The Impact of Ions Migration on Performance and Long-term Stability of N-i-p Type Perovskite Solar Cells
Chang-Qi Ma a, Changzeng Ding a
a Suzhou Institute of Nano-Tech and Nano-Bionics, Chinese Academy of Sciences, No. 398 Ruoshui Road, SEID, Suzhou Industrial Park, Suzhou, China
Materials for Sustainable Development Conference (MATSUS)
Proceedings of nanoGe Fall Meeting 2021 (NFM21)

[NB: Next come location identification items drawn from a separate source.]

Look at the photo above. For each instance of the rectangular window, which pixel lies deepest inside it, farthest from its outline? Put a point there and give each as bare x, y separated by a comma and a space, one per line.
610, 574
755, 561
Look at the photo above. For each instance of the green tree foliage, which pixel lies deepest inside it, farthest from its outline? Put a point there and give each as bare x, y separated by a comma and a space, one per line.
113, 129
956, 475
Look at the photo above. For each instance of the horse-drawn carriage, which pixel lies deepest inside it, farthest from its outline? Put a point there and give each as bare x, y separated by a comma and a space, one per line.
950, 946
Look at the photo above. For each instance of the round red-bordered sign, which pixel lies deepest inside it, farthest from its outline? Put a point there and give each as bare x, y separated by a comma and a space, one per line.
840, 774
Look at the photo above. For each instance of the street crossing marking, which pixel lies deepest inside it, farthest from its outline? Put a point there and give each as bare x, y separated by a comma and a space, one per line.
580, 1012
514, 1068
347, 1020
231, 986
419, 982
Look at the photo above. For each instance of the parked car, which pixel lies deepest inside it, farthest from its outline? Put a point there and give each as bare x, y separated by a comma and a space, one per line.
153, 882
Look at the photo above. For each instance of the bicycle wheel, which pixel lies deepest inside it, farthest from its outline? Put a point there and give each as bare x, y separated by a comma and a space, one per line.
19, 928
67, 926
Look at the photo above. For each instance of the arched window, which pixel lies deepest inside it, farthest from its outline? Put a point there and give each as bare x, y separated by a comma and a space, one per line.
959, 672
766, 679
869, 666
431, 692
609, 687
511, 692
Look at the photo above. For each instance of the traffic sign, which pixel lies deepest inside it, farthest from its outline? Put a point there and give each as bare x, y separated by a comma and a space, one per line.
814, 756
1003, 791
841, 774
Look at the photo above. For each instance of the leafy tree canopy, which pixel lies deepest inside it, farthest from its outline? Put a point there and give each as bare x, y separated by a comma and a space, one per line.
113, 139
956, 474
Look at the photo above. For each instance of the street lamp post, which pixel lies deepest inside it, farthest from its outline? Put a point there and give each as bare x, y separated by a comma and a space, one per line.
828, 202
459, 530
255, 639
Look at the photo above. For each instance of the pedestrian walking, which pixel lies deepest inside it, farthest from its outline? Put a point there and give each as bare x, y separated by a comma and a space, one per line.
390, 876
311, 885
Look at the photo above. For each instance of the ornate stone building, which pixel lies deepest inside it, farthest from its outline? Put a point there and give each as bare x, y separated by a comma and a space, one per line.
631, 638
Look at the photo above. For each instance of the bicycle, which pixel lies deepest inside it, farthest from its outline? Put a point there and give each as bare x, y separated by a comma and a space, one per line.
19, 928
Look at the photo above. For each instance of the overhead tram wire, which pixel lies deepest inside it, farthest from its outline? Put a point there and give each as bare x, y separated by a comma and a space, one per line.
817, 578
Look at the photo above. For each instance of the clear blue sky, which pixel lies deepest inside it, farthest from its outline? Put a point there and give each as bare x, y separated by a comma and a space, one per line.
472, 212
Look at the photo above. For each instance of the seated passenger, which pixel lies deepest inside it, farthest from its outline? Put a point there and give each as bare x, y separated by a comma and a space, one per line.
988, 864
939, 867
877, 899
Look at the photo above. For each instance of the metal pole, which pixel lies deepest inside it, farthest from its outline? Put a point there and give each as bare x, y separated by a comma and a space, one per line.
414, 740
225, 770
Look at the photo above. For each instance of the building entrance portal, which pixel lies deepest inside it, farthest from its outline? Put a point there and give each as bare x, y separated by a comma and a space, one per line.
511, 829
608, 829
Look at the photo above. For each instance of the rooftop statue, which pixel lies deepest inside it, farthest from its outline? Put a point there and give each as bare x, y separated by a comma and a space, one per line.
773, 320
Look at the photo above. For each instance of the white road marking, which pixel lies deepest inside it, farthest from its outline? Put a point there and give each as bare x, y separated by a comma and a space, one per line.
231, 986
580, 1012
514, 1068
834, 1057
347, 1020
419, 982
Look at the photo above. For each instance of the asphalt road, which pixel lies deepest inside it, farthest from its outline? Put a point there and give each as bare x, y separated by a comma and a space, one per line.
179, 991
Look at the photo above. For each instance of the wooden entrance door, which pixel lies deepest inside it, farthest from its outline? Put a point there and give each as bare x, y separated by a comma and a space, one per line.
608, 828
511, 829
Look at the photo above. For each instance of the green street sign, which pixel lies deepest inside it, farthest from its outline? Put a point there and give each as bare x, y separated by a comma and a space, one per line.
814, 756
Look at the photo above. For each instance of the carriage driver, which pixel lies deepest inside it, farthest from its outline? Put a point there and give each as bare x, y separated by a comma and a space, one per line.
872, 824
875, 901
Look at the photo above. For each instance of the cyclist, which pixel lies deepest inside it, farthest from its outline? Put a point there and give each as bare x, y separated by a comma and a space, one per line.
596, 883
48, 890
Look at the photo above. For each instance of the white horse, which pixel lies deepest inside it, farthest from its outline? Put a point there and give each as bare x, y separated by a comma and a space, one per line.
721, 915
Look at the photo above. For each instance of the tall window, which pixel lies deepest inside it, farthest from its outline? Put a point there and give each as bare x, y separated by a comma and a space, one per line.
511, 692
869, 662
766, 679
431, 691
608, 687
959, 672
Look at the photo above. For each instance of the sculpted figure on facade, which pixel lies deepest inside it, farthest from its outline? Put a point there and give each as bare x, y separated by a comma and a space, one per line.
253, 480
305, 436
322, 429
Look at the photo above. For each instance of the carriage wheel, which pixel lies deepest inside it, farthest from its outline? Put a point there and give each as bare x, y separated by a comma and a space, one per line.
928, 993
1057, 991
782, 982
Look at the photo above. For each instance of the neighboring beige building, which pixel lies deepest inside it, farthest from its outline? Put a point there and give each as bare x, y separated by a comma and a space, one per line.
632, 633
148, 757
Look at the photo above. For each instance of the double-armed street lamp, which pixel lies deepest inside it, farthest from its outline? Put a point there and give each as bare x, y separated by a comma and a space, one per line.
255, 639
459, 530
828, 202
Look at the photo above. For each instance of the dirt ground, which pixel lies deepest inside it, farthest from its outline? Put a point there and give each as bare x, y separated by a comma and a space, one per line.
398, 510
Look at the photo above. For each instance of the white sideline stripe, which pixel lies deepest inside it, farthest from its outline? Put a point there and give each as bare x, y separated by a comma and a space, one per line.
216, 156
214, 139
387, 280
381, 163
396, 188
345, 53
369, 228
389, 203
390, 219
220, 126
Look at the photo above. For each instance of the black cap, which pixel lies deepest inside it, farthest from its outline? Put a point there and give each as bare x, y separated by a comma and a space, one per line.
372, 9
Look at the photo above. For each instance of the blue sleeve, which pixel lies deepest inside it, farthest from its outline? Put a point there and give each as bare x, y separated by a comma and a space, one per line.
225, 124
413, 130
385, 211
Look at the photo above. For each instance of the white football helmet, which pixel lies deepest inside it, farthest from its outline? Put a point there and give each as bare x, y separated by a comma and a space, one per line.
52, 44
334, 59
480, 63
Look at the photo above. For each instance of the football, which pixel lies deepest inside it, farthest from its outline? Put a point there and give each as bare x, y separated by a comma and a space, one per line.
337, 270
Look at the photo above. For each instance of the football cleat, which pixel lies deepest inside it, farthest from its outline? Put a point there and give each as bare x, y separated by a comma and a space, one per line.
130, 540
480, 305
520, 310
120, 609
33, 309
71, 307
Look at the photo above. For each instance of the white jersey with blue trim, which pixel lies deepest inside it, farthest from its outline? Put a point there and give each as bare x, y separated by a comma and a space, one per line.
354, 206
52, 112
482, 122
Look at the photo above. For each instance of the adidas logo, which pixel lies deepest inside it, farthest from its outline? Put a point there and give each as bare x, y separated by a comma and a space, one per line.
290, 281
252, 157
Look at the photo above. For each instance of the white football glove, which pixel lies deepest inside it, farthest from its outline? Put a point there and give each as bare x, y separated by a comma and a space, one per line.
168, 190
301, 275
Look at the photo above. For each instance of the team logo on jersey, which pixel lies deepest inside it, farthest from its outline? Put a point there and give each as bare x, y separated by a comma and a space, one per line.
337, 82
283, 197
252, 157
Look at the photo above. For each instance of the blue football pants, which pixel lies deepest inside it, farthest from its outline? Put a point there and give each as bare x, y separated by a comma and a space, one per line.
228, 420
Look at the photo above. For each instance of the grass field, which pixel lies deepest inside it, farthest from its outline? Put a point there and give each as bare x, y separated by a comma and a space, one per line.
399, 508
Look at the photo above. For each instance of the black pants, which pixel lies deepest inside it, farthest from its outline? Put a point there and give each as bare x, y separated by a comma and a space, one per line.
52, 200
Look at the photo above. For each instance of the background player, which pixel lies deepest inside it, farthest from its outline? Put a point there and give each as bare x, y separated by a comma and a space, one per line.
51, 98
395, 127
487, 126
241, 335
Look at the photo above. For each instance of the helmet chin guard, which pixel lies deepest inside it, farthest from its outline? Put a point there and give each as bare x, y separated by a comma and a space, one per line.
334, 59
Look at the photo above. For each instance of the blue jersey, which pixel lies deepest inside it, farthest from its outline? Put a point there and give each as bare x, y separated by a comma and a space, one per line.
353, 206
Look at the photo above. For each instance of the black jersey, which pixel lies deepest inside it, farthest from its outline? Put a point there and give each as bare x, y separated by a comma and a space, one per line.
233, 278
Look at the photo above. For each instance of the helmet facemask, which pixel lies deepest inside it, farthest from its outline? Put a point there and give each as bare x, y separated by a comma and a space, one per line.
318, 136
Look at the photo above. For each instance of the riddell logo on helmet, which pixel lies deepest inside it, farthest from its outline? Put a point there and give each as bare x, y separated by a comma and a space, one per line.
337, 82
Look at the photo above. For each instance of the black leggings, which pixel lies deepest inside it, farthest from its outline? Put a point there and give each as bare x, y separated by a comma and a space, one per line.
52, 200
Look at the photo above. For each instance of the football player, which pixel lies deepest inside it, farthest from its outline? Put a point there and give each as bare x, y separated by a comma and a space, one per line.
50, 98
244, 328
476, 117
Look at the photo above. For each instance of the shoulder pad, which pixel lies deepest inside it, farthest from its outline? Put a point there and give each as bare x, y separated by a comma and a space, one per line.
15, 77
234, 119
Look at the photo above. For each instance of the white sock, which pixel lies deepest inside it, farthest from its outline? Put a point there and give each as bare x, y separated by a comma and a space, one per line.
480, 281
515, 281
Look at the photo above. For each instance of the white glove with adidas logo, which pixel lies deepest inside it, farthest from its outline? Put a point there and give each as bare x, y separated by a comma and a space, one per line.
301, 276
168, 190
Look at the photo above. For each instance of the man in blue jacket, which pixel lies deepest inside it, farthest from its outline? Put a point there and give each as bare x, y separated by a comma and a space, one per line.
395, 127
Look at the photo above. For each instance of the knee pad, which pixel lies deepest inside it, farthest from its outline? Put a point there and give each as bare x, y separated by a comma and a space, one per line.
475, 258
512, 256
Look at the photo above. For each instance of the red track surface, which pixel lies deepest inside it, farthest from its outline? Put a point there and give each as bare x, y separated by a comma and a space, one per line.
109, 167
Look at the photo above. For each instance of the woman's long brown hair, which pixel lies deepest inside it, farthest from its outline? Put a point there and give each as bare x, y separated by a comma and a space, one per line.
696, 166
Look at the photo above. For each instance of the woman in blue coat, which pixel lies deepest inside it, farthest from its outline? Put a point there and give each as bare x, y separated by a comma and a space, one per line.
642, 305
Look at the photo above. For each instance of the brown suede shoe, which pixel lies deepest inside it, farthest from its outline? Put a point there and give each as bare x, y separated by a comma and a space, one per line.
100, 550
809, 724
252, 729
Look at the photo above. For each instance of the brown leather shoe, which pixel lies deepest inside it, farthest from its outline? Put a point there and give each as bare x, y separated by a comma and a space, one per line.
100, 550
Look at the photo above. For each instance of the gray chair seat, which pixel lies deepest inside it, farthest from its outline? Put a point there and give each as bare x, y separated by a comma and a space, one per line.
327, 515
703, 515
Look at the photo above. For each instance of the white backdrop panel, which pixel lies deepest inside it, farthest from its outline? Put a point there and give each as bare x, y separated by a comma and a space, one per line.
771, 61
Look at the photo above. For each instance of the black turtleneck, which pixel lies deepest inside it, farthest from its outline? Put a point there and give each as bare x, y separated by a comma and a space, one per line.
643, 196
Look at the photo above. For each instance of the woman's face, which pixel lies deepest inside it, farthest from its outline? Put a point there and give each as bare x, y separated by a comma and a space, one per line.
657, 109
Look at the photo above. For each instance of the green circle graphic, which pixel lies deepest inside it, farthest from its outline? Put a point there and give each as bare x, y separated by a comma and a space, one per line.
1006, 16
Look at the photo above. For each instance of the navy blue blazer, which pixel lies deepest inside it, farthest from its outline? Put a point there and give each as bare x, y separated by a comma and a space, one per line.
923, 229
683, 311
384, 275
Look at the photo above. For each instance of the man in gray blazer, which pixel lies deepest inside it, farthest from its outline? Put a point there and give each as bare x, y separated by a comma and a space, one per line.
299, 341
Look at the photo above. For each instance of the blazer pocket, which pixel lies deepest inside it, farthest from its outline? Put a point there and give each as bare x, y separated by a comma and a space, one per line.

#PerFun21. Perovskites I: Solar Cells, Lighting, and Related Optoelectronics
Online, Spain, 2021 October 18th - 22nd
Organizers: Eva Unger and Feng Gao
Contributed talk, Changzeng Ding, presentation 046
DOI: https://doi.org/10.29363/nanoge.nfm.2021.046
Publication date: 23rd September 2021

In n-i-p type perovskite solar cells, during the oxidation of Spiro-OMeTAD layer, on the one hand, the diffusion of Li+ towards surface of Ag electrode completes the electrochemical cycle and increases conductivity of hole-transporting layer. On the other hand, the migration of Li+ through the perovskite layer into SnO2, which supposedly leads to increase of the built-in voltage. [1] This type solar cells suffer an unpredictable catastrophic failure under operation, which is a barrier for commercialization. The fluorescence enhancement at Ag electrode edge and performance recovery after cutting the Ag electrode edge off proved that the shunting position is mainly located at the edge of device. SEM and TOF-SIMS analyses proved the corrosion of the Ag electrode and the diffusion of Ag+ ions on the edge for the aged cells. Moreover, much condensed and larger Ag clusters formed on the MoO3 layer. Such a contrast was also observed while comparing the central and the edge of the Ag/Spiro-OMeTAD film. Hence, the catastrophic failure mechanism can be concluded as: photon-induced decomposition of the perovskite film causes the formation of reactive iodide species, which diffuse and react with the loose Ag clusters on the edge of the cell. The corrosion of Ag electrode and the migration of Ag+ ions into Spiro-OMeTAD and perovskite films leads to the forming of conducting filament that shunts the cell. The more condensed Ag cluster on the MoO3 surface as well as the blocking of holes within the Spiro-OMeTAD/MoO3 interface successfully prevent the oxidation of Ag electrode and suppress the catastrophic failure.[2]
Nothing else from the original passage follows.